De la sidération à la dévastation, de la politique à la morale

L’affaire DSK avait, en son temps, plongé les socialistes dans la sidération, l’affaire Cahuzac les installe aujourd’hui dans la dévastation. Tout a été dit et redit sur le ministre fraudeur et l’abime politique où il a jeté ses amis politiques. On s’étonne cependant encore de cette naïveté teintée de toute puissance qui a conduit deux hommes d’une intelligence supérieure à croire que leurs frasques sexuelles ou fiscales resteraient cachées et impunies. Pour le reste, avec un peu de distance, ce qui frappe, c’est le torrent de moralisme qui a déferlé dans les médias et le monde politique [[Des lecteurs de ce Blog-Notes se sont étonnés de mon silence depuis le début de cette affaire qui entre dans le « périmètre » de mes commentaires habituels.

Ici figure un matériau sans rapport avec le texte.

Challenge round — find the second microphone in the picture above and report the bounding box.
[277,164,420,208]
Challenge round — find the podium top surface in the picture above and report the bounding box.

Cette abstinence était décidée et justifiée par la volonté de ne pas en rajouter dans le genre dominant qui peut certes s’expliquer comme première réaction spontanée mais risque de paralyser la réflexion.]] au détriment, bien souvent, de considérations plus politiques et juridiques.


La gauche et l’endogamie avec le système

Le mensonge de Cahuzac ou plus précisément la révélation qu’il en a faite lui-même semble aux yeux de bien des commentateurs plus important que le délit commis. Comme ailleurs, aujourd’hui en Europe, la morale prend le pas sur la politique. Et cela s’explique en ces temps de crise marqués par l’incapacité ou l’impuissance des politiques – et en particuliers de la gauche quand elle exerce ou partage le pouvoir- à peser sur cette crise et à proposer des alternatives au « libéralisme réel » qui nous gouverne en nous enfermant dans une austérité meurtrière. Jérôme Guedj, un jeune élu socialiste qui appartient à la gauche du parti a illustré un autre aspect de la crise politico-morale: « Le dernier point sur lequel on pouvait distinguer du précédent quinquennat, celui de la morale politique, vient de passer par-dessus bord », disait-il. [[Le Monde 3 avril 2013]] Un autre député socialiste ajoutait sous le sceau de l’anonymat que « notre problème, c’est que majoritairement, ceux qui incarnent la gauche aujourd’hui sont endogames avec le système qu’ils sont censés combattre. Dans ce monde pour les Cahuzac, la fraude fiscale est somme toute quelque chose de normal »[[ Ibidem]]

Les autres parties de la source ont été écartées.